Almost everyone on this thread is falling for the same trick they are pulling and not asking why are their benchmarks and research after training new models not independently verified but always internal to the company.
So it is just marketing wrapped around creating fear to get local AI models banned.
The disbelief in this thread is wild. Most of yall are cooked if you think this is actually the case.
The only people who are "cooked" are those who rely on SOTA models to function in their jobs, and companies who are desperate to regulate open / local models to maintain their marketshare.

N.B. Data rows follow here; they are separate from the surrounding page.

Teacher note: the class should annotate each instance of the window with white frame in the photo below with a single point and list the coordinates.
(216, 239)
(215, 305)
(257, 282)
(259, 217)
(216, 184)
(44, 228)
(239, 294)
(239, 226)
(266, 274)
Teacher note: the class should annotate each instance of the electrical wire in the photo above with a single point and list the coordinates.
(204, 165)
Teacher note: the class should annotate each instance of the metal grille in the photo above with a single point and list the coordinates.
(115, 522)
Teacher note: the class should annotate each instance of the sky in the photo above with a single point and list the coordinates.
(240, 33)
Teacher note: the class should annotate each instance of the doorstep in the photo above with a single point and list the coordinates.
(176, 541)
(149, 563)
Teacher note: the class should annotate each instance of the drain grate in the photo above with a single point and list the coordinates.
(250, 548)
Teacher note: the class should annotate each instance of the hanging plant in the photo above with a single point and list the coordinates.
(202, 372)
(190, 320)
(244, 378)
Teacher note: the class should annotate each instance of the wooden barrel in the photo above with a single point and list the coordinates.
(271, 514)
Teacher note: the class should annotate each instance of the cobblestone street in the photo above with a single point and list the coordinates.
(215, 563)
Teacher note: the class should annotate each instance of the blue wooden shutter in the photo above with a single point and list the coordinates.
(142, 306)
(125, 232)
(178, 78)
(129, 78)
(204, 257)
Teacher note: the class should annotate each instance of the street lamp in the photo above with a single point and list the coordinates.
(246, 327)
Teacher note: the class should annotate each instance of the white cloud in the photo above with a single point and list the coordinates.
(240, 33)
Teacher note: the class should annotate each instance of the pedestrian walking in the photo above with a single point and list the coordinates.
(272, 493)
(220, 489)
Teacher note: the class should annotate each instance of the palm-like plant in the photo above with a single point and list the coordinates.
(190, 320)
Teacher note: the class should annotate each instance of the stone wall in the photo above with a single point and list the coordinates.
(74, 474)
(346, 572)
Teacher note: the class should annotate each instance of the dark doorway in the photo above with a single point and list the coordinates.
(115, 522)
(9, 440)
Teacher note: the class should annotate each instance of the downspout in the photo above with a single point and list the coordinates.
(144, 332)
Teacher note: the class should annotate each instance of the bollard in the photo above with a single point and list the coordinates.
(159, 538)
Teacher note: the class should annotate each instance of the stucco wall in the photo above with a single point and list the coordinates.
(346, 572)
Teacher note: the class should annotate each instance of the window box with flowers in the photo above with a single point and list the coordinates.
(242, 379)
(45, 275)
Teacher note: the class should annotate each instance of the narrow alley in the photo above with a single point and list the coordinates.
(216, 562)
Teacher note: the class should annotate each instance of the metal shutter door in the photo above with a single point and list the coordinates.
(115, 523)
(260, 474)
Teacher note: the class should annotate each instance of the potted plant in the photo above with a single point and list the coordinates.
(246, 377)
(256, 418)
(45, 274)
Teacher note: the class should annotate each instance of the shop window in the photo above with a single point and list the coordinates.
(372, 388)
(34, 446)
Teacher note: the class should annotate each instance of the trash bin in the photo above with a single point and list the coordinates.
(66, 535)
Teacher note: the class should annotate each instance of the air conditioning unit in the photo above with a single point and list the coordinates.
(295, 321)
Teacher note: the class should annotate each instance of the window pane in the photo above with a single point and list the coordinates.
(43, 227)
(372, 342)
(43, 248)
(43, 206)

If you aren't relying on a SOTA model to do your job, you aren't doing your job right (and are cooked.)
7 replies →
Yep, this is exactly it. Open source models and especially ones that run locally are catching up and it's literally an existential threat to these companies. Local models are now quite useful (Qwen, Gemma) and open weight models running on cheaper clouds are perfectly sufficient for use by responsible software engineers to use for building software. You can take your pick of Kimi 2.5, GLM 5.1, and the soon to be released Deepseek 4 which might end up above Opus levels as it stands for a fifth of the cost. Anthropic is particularly vulnerable here, since their entire marketshare rests on the developer market. There is a reason why Google for example, is not so concerned with this and is perfectly happy releasing open models which cut into their own marketshare, and to a lesser extend, same with OpenAI. Anthropic has bet the house on software development which is why we see increasing desperation to both lobby for regulation on open/local models and to wall off their coding harness and subscription plans.